Are you woman enough to carry a handbag shaped like a sheep wearing socks and scarf hand-crafted by the petites mains at Ungaro?

It's called Fungaro. "Irony is such an over-used word," says its creator, Giles Deacon. "It's about execution, whether the end result is high end or Carnaby Street."

Moschino's "Waist of Money" jacket and Elsa Schiaparelli's lobster hat are two examples of the ironic fashion statement that have attained iconic status. Both designers relied on an entirely knowing sense of humour but their respect for the craftsmanship that went into the creation of such effective visual jokes ensured that the person wearing them was in safe hands.

At the Louis Vuitton show in Paris last October, in place of the usual press release, was a quote from Susan Sontag's Notes On 'Camp'. "Camp taste is by its nature possible only in affluent societies, in societies or circles capable of experiencing the psychopathology of affluence," it reads.

"I'm not sure that the Louis Vuitton customer will be entirely aware that the zebra print in the collection came from a picture I took on my Blackberry when I was on safari this summer," says Katie Grand, who styles the label's twice-yearly womenswear collections. "Sometimes, when we see the line-up of models just before the show starts we don't feel quite as secure as we did maybe two weeks before when we'd had a bit more sleep. Sometimes we stand there and say: 'God, what have we done? Have we gone too far?'"

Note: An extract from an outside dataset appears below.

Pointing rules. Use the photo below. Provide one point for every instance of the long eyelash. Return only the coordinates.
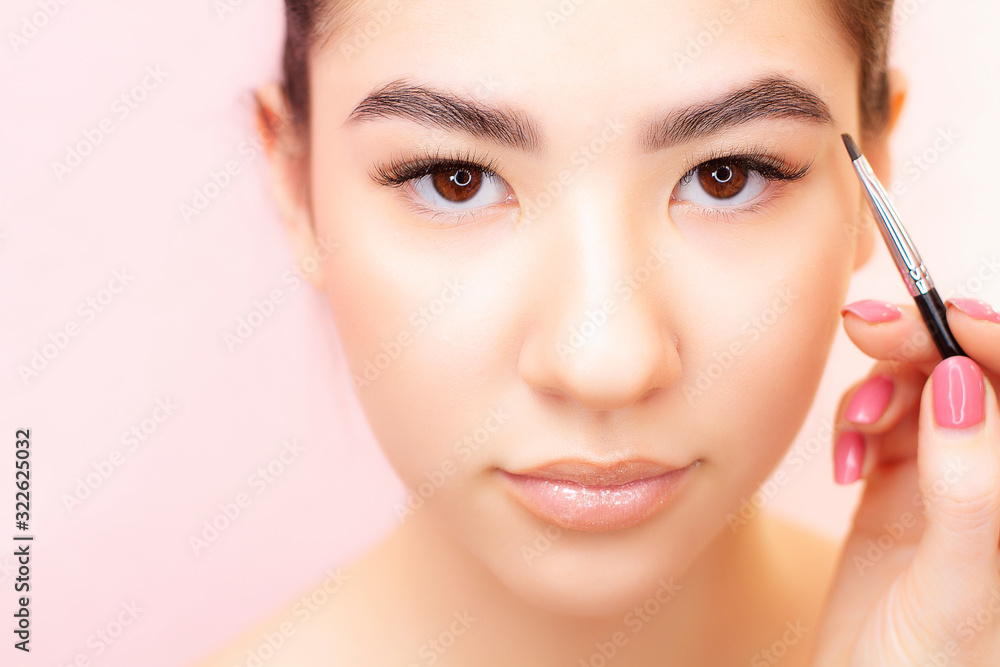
(758, 161)
(401, 170)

Jacobs is no stranger to approaching his metier with tongue firmly in cheek. Who could forget the TV-shaped bag stamped not with the monogram but with SpongeBob SquarePants? At the beginning of his career, as creative director at Perry Ellis, he gave the world designer grunge – and got the sack for it.

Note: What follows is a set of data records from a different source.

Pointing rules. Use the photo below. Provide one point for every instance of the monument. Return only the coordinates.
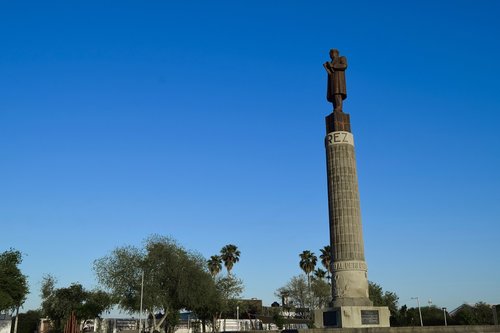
(350, 306)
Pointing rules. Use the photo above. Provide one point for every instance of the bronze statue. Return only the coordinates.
(336, 90)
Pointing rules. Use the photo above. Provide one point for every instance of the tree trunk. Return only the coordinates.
(17, 320)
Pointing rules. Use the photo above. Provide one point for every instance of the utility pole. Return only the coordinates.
(142, 292)
(419, 311)
(444, 313)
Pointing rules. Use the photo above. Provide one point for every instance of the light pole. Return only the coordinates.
(419, 312)
(238, 316)
(444, 313)
(142, 292)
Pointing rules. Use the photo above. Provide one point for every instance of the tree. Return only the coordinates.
(478, 314)
(381, 298)
(319, 274)
(296, 291)
(307, 263)
(28, 322)
(230, 255)
(214, 265)
(326, 259)
(322, 293)
(13, 284)
(174, 278)
(59, 303)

The audacity of Vuitton's animal print (pictured), block-coloured Lurex and bouncing golden tassels was a sight for sore eyes. Tigers, Las Vegas, Siegfried and Roy.... Of course, good humour comes at a price. The embroideries for this collection alone cost an estimated £840,000.

"It's not about designers being full of themselves," Deacon says. "You don't have to be an ironic library member to get it."